Tags
Advertising, Film, Mental health, Misrepresentation, Movies, Psychiatry, Siegfried Sassoon, War, World War I
Have a look at the pitch line on this movie. “In the chaos of war, peace can only come from within.” What’s odd about that, you may ask? It is after all a story about a soldier and the psychiatrist who has been assigned to help him recover from Shell Shock. So, the line makes a lot of sense right? Well, yes it does.

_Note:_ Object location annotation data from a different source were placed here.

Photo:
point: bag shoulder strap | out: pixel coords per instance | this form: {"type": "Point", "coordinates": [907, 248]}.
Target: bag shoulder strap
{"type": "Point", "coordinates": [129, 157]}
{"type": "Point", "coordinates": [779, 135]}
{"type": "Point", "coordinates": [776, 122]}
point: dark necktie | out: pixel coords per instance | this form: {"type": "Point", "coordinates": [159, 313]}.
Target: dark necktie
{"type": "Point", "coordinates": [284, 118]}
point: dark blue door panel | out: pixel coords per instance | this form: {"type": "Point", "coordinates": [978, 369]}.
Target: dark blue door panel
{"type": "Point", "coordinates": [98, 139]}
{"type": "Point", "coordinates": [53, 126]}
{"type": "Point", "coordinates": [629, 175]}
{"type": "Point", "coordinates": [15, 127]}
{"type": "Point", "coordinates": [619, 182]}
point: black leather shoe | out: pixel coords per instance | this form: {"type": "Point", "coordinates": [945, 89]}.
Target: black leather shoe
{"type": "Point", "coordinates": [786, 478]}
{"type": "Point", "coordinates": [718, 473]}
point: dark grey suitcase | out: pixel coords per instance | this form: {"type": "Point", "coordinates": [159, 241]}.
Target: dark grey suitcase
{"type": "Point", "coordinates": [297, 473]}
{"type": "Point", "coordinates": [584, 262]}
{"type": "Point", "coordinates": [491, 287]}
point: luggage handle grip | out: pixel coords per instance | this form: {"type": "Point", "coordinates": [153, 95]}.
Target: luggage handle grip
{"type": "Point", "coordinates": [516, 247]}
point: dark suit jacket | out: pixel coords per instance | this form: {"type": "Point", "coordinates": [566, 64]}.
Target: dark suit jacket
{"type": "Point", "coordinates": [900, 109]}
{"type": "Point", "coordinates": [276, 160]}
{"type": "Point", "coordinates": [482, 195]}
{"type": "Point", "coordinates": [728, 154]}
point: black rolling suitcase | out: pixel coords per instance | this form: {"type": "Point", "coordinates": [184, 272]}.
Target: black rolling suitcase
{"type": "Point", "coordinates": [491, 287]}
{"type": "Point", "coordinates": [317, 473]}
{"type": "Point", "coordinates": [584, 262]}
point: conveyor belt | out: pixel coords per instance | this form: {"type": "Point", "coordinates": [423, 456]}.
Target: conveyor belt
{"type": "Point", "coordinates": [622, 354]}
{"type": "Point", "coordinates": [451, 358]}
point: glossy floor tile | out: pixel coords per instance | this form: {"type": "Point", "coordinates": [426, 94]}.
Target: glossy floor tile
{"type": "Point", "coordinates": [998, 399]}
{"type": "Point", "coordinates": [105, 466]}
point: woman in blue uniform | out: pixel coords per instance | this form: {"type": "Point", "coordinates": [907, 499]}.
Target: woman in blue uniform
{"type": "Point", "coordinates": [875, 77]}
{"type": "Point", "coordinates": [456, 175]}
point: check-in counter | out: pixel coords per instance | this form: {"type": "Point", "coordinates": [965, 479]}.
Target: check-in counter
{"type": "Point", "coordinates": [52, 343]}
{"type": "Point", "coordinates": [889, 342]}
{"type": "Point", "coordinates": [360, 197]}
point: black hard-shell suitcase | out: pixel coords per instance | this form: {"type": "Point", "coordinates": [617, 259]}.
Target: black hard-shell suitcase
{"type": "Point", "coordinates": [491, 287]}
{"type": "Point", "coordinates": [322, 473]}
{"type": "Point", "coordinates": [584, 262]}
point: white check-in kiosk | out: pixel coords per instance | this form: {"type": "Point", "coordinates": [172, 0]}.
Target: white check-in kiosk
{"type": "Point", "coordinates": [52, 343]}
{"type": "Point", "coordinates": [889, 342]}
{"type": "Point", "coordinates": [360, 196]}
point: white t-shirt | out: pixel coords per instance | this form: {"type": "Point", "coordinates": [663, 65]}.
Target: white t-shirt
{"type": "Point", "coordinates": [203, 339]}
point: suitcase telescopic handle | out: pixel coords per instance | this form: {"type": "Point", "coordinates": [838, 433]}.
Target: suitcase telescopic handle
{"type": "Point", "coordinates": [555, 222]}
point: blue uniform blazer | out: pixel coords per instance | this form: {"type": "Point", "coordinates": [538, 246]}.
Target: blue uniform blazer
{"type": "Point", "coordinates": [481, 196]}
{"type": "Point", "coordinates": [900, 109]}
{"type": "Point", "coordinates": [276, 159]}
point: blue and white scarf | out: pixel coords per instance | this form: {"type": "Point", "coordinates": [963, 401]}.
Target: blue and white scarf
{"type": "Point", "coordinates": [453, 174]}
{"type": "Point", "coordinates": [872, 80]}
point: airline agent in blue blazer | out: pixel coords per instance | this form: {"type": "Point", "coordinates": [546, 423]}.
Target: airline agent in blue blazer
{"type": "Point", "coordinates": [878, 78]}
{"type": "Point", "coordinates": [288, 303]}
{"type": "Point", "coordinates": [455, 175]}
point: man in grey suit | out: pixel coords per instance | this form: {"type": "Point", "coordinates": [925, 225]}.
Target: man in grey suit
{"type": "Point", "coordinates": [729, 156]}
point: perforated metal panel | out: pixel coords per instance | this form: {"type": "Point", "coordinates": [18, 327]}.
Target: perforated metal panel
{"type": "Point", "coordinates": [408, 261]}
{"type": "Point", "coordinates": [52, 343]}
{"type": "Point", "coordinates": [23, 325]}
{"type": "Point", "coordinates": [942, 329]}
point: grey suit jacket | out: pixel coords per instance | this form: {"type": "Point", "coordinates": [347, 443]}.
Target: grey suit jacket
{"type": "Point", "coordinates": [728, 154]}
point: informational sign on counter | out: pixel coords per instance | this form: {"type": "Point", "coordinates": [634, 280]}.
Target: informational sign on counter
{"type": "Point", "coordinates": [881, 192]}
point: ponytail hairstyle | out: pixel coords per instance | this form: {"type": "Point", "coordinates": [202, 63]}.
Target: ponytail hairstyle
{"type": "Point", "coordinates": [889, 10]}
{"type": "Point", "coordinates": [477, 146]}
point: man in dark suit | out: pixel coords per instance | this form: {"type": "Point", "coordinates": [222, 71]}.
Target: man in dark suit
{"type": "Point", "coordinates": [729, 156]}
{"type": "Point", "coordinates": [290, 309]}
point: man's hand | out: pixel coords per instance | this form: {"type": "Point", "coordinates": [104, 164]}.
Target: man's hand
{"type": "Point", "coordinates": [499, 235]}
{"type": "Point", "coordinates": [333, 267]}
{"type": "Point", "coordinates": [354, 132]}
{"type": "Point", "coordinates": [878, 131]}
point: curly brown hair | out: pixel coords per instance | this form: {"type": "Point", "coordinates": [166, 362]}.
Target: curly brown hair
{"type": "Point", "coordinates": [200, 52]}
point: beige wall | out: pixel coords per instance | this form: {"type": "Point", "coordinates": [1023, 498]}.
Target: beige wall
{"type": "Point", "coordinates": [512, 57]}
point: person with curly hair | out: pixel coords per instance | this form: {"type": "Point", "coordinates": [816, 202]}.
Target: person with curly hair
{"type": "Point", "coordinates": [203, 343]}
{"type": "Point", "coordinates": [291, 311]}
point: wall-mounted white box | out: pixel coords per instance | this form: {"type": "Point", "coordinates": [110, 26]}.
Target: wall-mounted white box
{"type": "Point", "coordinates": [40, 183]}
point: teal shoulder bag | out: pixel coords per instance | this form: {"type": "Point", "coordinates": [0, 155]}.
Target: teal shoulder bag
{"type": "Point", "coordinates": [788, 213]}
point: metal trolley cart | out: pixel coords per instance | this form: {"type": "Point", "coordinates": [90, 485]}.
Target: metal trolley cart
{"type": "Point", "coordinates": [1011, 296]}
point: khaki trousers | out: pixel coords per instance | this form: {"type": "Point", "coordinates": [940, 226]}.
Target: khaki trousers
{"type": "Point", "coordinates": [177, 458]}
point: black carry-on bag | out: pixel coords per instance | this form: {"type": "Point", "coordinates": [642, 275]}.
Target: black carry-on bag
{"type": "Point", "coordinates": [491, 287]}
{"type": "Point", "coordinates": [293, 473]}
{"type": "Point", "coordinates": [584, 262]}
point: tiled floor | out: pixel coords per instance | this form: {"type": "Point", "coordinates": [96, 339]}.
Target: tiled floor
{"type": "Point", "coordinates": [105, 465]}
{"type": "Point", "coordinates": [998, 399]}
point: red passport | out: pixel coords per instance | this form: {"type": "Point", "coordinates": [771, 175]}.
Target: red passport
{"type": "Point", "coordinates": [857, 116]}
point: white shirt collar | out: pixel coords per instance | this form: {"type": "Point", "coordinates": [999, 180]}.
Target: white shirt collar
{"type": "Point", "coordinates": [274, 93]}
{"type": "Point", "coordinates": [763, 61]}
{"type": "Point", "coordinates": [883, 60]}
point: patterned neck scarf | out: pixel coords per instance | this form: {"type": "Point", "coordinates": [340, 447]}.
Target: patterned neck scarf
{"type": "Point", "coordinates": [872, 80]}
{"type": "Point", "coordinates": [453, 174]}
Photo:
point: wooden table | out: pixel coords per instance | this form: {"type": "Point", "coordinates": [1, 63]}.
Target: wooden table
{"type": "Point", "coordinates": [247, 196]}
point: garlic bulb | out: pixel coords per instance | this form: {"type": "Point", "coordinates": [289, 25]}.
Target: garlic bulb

Unless of course, you’ve seen the movie.
Because if you’ve seen the movie, then you will likely realize that the premise of the film is actually that the soldier, Sigfried Sassoon is NOT actually suffering from Shell Shock. (Sassoon was in fact a real historical figure, by the way, one well worth knowing about.) He had in fact published an open letter in opposition to the war. As the man was already a highly celebrated war hero and a recipient of the military cross, this posed a bit of an unusual problem for the British high command. You can’t just put a hero in front of a firing squad, can you? So, the British military wasn’t quite sure what to do about this. The solution was to declare him ill and assign a psychiatrist to treat him. By ‘treat’ in this case we mean of course that the psychiatrist in the film was expected to talk Sassoon into going back out to join the fighting. Far from a movie about finding inner peace, this is a film about the misuse of medical science in the politics of war. It is in fact a very bitter tale of a medical practice that wasn’t about finding peace of any kind.
But, hey ad guys! Don’t let that stop you from putting a perfectly vapid cliché on the cover of this wonderful film. Better yet, why don’t you pick a theme that carries forward the very hypocrisy addressed in the movie itself.